IPSEC with multiple overlapping sites.

Hi all,

I’m rather new here and it would be great to receive some feedback on my implementation scenario of MikroTik :slight_smile:!

All the servers (A, B and C) should be able to reach Server-main. Server-Main should be able to initiate connections to all the servers in the three different sites. The MikroTik sites connect to the main site through an IPSEC-connection. These three sites have an overlapping subnet.
I’m not really sure whether I approach this problem in the correct way.. I think something like this would put me in the right direction. Maybe you guys have seen a similar set-up?

Server-A tries to reach the http-server on server-main:

  1. http-request to 10.1.1.50, sent to mtk-a
  2. mtk-a src-nat 1.1.1.1 and dst-nat to 1.1.1.2 (mtk-main)
  3. mtk-main src-nat to 10.1.1.1 and dst-nat 10.1.1.50

Server-main tries to reply

  1. http-reply to 10.1.1.1
  2. mtk-main src-nat 1.1.1.2 and dst-nat to 1.1.1.1 (mtk-a)
  3. mtk-a src-nat to 192.168.1.2 and dst-nat to 192.168.1.5

192.168.1.5<–>156.30.80.21<–>(IPSEC/mtk-a)1.1.1.1–1.1.1.2(IPSEC/mtk-main)212.216.118.20<–>10.1.1.50
Brainstorm.jpg
I also searched the internet and found a similar set-up: http://wiki.openwrt.org/doc/howto/vpn.ipsec.overlappingsubnets.racoon , but I’m not really sure if the implementation is the same with mtk.

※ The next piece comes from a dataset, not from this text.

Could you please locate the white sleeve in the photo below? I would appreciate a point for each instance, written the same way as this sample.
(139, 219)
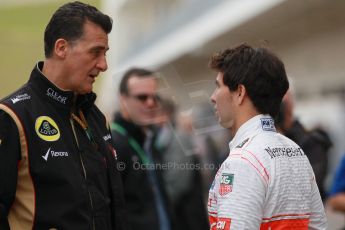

Thanks in advance for the help :slight_smile:!
Kind regards

I wouldn’t think you would be able use the standard IPsec tunnel setup since Sites A,B,C are all using the same internal subnet address space of 192.168.1.0/24. You would only be able to create one IPsec tunnel because the other two would point to the same internal subnet so there would be no way for the router to differentiate the traffic on the remote sites. I think if you were able to change the subnet for each branch to something like 192.168.1.0/24, 192.168.2.0/24, and 192.168.3.0/24, it would drastically simplify your setup. Then all you would have to do is create a hub and spoke configuration on MTK-Main, add a few allow NAT/firewall statements, and you would be good to go. One other question, according to the diagram, it appears that there is an ISP router in front of each Mikrotik. Were you putting it there just to show each of the hops of the network or is the static IP really on the ISP router and for some reason your Mikrotik’s are getting internal DHCP addresses? If so you should put your static IP’s directly on your Mikrotik and get the other router out of the equation if at all possible.

You may be able to hack it together, but you should fix your IP’s.